David Janes, CEO of BlogMatrix has been writing about Google Base quite a bit
He looks at the technology from every possible angle, confronts obvious faults, suggests improvements and applies distinct creativity in his thinking.
Under the scuritiny of David Janes an apparently straighforward technology like
Google Base acquires entirely a new dimension.
Just recently he has come up with the idea that the Google Base data model could be used as a Semantic Web "language".
We ask him to explain it a little bit in more simple terms for us.
"As a gross simplification, you can think of Google Base as a collection of giant spreadsheets running somewhere inside of Google. Each spreadsheet defines an "Information Type", each column has a name and a type the data has to fall into, and users are free to add new rows or columns to the spreadsheet whenever they like.
Whenever you look at a Google Base entry, you're really just looking at an HTML representation of a row in one of those "spreadsheets".
Google lets you directly edit and edit rows of the
"spreadsheet" from their site; or you can upload a CSV file exported from your own
spreadsheet (say Excel), or you can generate RSS/XML extended with name/value pairs in a Google-defined manner and upload that into Google.
The main problem right now, in terms of formal structured data types, Google Base is a Roach Motel.

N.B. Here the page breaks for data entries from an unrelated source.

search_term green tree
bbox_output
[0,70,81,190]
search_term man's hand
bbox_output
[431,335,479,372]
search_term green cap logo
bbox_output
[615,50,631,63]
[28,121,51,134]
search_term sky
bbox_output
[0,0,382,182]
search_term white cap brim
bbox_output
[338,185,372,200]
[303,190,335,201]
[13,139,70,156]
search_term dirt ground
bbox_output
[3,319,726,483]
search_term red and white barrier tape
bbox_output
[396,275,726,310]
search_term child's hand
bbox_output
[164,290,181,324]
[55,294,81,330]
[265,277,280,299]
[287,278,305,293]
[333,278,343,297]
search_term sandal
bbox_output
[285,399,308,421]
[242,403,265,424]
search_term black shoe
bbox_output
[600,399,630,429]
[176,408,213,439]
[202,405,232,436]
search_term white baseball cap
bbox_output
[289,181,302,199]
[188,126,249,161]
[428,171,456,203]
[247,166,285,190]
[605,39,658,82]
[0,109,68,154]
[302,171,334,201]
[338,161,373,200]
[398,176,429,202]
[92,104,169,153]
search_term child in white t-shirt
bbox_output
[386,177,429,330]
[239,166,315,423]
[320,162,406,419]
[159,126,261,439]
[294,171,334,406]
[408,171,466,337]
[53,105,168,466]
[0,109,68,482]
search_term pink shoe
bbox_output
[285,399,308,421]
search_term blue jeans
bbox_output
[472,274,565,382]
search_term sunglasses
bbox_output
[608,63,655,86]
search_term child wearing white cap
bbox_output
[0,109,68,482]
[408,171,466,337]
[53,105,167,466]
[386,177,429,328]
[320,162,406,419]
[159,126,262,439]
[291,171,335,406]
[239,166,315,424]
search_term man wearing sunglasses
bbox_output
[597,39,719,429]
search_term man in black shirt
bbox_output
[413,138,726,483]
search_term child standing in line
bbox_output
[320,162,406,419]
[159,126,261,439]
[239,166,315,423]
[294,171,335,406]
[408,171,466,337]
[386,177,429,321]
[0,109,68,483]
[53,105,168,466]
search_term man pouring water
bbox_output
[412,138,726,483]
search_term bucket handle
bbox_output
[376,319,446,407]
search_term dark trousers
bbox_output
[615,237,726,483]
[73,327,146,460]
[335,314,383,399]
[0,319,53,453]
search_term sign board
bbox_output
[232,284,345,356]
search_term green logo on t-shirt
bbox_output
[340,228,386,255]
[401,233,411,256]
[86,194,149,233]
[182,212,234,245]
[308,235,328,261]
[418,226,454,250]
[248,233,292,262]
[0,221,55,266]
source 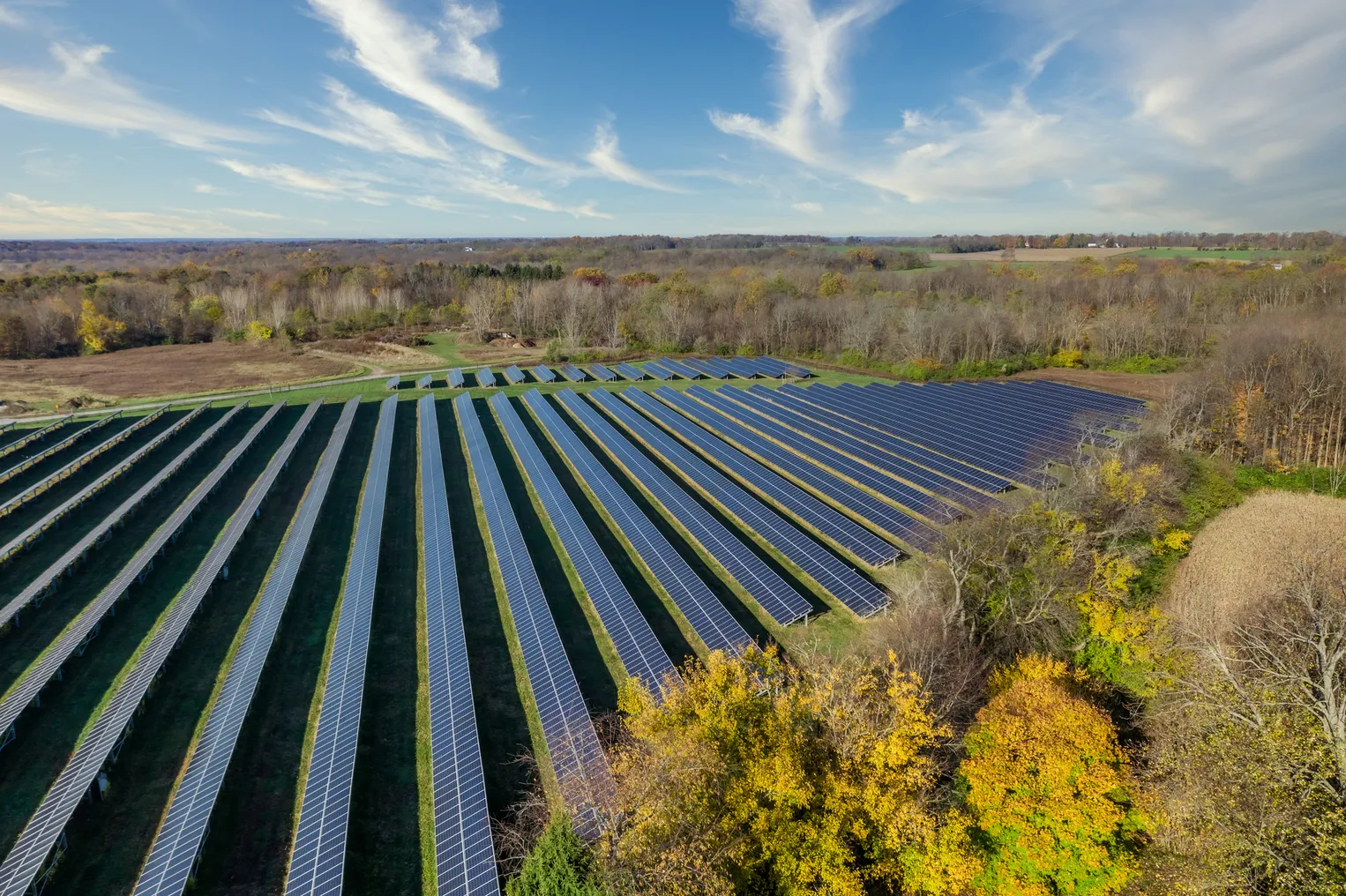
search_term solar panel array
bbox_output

The data goes in, but it doesn't come out
-- except as metadata-poor HTML.
BlogMatrix is interested in extending our tools so that we can directly populate Google Base on your behalf, without our users having to worry
about RSS, Atom, or CSV.
And if we have well specified data for Google Base, then the thinking goes, can we not use it elsewhere in other
applications?"
What do you mean exactly with 'semantic web languages'?
I'm using the term "semantic web language" to mean a syntax plus a way of modeling data.

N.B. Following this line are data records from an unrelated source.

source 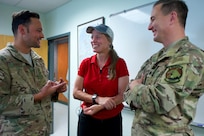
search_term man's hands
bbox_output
[34,79,67,102]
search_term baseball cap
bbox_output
[86,24,113,41]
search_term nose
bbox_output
[148,23,152,30]
[41,33,44,38]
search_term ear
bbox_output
[170,11,178,24]
[18,24,26,35]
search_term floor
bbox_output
[50,102,68,136]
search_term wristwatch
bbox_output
[92,94,98,104]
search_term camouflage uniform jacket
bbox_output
[0,45,51,136]
[124,37,204,136]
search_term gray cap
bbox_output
[86,24,113,41]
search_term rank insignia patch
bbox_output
[165,65,182,83]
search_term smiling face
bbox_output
[148,4,170,43]
[91,30,111,53]
[23,18,44,48]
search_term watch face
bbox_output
[92,94,97,99]
[92,94,97,104]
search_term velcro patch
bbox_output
[165,65,183,83]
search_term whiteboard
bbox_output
[109,0,204,124]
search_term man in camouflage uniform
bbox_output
[0,11,66,136]
[124,0,204,136]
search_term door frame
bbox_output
[47,32,70,136]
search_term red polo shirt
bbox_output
[78,55,129,119]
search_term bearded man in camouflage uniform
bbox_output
[124,0,204,136]
[0,11,66,136]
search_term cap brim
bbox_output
[86,26,94,33]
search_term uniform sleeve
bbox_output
[125,56,204,114]
[0,55,34,116]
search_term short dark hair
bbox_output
[12,10,40,35]
[154,0,188,28]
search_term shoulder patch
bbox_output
[0,69,4,81]
[165,65,183,83]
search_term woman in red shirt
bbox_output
[73,24,129,136]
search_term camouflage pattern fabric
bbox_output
[0,45,51,136]
[124,37,204,136]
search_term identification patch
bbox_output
[165,65,183,83]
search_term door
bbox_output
[48,36,69,104]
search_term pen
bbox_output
[191,122,204,127]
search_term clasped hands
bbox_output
[34,79,67,102]
[83,97,117,115]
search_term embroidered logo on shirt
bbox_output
[165,65,182,83]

RDF/XML and N3 are two different syntaxes built on the RDF triple model. The RDF triple model has the virtue of being simple and very extensible but suffers from the flaw that almost no one thinks of their data as being a big pile of triples.

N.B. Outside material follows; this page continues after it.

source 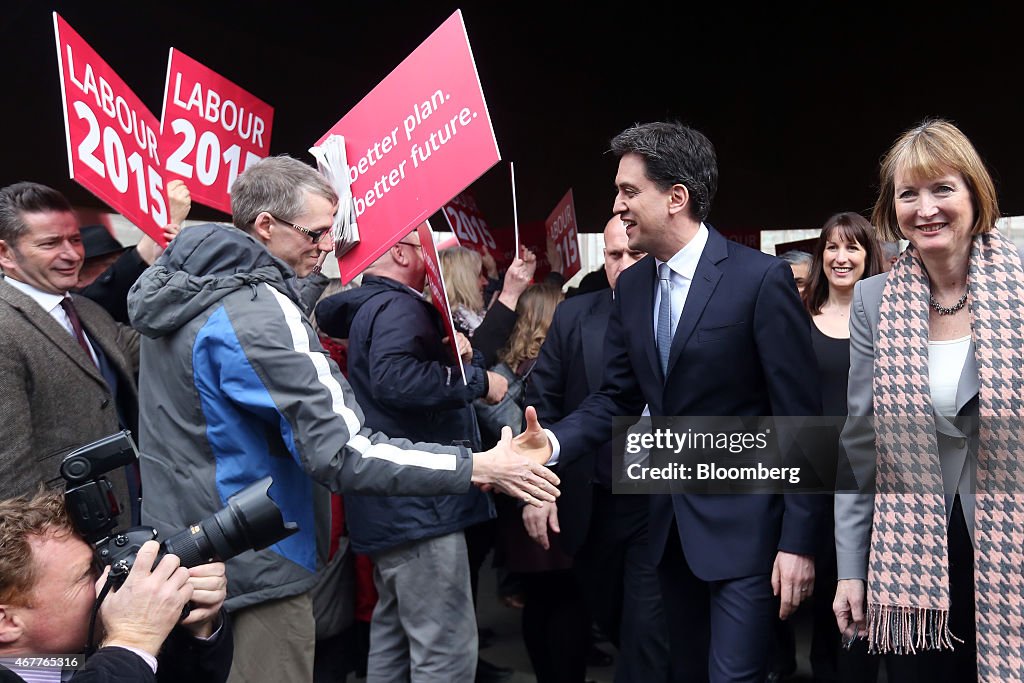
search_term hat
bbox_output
[79,225,125,259]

Microformats are another semantic web language, built on the (X)HTML format and a number of well-specified modules which can be composited together.
I call the the Google Base XML upload formats a (potential) semantic web language because it's expressive enough for many applications and it's likely to be widely deployed.
The syntax is RSS or Atom and the model is a single database entry or a spreadsheet row: name/value pairs with values having a type. The beauty of this is everyone understands the data model; the downside is that there's only so much you can expressively model with a set of name/value tuples.
In our series of posts on Google Base, we've made a number of suggestions to increase the
expressiveness without removing the simplicity.
BlogMatrix particular interest is based on using structured blogging to produce data in addition to HTML from blogging tools. Please explain
BlogMatrix is trying to create a new type of CMS -- one where adding new content to a site is as "easy as blogging"; where it is easy for users to add data /ad-hoc/ (not just HTML) to a site and still have that data formally defined; and where it is easy to export that data in many
different formats -- RDF, N3, Google Base/RSS/Atom, as microformats, and so forth -- as well as HTML.
Typical data types one might add to a post would be addresses, events, maps, contact information and so forth. The user can select what he or she wants to add as they construct a post. Additionally, we can define "single purpose" structured data extensions to provide workflow or
specialized interfaces. The beautiful thing about blogging is that one doesn't have to think about the end product "as a website" -- it just
falls together. We want to do the same thing with data.
The resultant site created with BlogMatrix doesn't have to look like a blog. For example, we created Get Going Canada (http://www.getgoingcanada.ca) using the BlogMatrix Platform.
On the front end, it's a website (with lots of cool mapping features, faceted searches and so forth); on the administrative side, it just looks like they're maintaining a blog.